When bound in ferritin, most iron stores are withheld from invaders. However, much more than one gram of storage iron can stress the body’s ability to provide a safe harbor for this potentially toxic metal. With a few exceptions, including events of inflammation or anemia of chronic disease, a blood test measuring SF can provide an accurate surrogate measure of iron stored in organs and non-blood tissue throughout the body. Only a very small fraction of the body’s sequestered iron is actually stored in ferritin molecules circulating in the bloodstream. However, in otherwise healthy individuals, the relative amount of ferritin found in serum is an accurate surrogate measure for the addition and potentially harmful iron stored in body organs.
Serum ferritin measurements range from about 15–200 ng/ml for women and 20–300 ng/ml for men. Although laboratory ranges vary, most align closely with these values. Approximately 95% of the population will fall within the “normal” population range simply because ranges are calculated using standard statistical methodology. Except for the lower ends of these ranges, which can predict anemia or iron deficiency anemia, the ranges per se do not define optimal or even healthy iron levels. Optimal SF ranges for men and women are 25–75 ng/ml. Individuals with risk factors for diabetes, cardiovascular diseases, stoke, liver diseases and cancer face amplified risks proportional to the amount of stored body iron over and above the optimal range.
Numerous medical research studies have demonstrated that serum ferritin above 100 ng/ml has been associated with decreased cardio vascular fitness, increased incidences of atherosclerosis, type 2 diabetes, cancer and accelerated aging, which is evidenced in conditions like osteoporosis and sarcopenia (muscle wasting). Excess iron can catalyze oxidative stress and results in the formation of Reactive Oxygen Species (ROS).

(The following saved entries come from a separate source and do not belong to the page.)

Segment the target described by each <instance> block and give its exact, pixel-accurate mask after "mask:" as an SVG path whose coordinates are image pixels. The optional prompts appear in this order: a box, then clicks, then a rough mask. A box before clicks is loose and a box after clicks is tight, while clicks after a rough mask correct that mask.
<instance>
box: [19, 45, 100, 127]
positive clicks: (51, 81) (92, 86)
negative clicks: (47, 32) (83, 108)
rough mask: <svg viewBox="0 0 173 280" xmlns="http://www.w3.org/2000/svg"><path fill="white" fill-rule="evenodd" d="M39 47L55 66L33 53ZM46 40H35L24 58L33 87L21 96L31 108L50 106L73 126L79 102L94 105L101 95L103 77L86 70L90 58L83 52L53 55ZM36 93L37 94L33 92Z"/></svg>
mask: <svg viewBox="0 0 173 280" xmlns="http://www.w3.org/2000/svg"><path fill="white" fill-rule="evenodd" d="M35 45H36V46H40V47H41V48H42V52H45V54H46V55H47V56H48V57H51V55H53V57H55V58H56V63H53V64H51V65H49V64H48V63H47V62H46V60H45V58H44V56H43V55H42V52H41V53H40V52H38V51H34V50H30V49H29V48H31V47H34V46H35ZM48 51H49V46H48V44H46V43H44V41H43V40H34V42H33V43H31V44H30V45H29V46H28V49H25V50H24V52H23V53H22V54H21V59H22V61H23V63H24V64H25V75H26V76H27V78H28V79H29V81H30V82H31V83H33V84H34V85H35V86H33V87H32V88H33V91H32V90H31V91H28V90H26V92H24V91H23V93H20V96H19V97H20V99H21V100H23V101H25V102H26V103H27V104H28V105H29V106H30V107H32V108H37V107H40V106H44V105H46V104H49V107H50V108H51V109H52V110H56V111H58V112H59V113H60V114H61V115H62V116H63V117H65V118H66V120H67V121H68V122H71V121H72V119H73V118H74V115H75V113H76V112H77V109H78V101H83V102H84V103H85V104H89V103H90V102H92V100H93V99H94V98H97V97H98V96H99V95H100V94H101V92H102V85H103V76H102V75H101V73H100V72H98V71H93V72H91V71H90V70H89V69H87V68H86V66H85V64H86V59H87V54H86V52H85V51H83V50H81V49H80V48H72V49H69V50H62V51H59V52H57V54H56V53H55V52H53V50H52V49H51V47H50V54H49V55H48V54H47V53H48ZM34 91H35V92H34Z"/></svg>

This leads to cell and DNA damage see IRON Science Library. Fortunately this does not pertain to everyone; ferritin levels and stored iron can remain safely contained, even when ferritin exceeds 150 ng/ml, if the body’s natural antioxidant defenses are working properly see GGT Science Library.
Ferritin can be elevated even when both serum iron and transferrin saturation percentages are at low-normal levels or below. High ferritin under these circumstances does not generally signal iron overload, but rather is functioning as a defense mechanism, sometimes called an acute phase reaction. The body synthesizes ferritin in response to an evasion of many pathogens. The resulting conditions are sometimes referred to as the anemia of chronic disease, or more commonly today, anemia of inflammation. These are often temporary conditions that cause the body to sequester iron that would otherwise be available to assist invading pathogens and worsen infection, tissue damage or other disease conditions.
Hemoglobin is a protein in red blood cells that carries oxygen. Normal values are 13.8 to 17.2 gm/dL for males and 12.1 to 15.1 for females. Low or high measures of hemoglobin are not good indications of either iron overload or iron deficiency. Hemoglobin is frequently part of a complete blood count (CBC), which is most useful in assessing general health status and to screen for and monitor a variety of disorders, such as anemia. When hemoglobin is above upper range values, a condition called polycythemia vera (PV) could exist. PV is a bone marrow disease that leads to an increase in the number of blood cells (primarily red blood cells).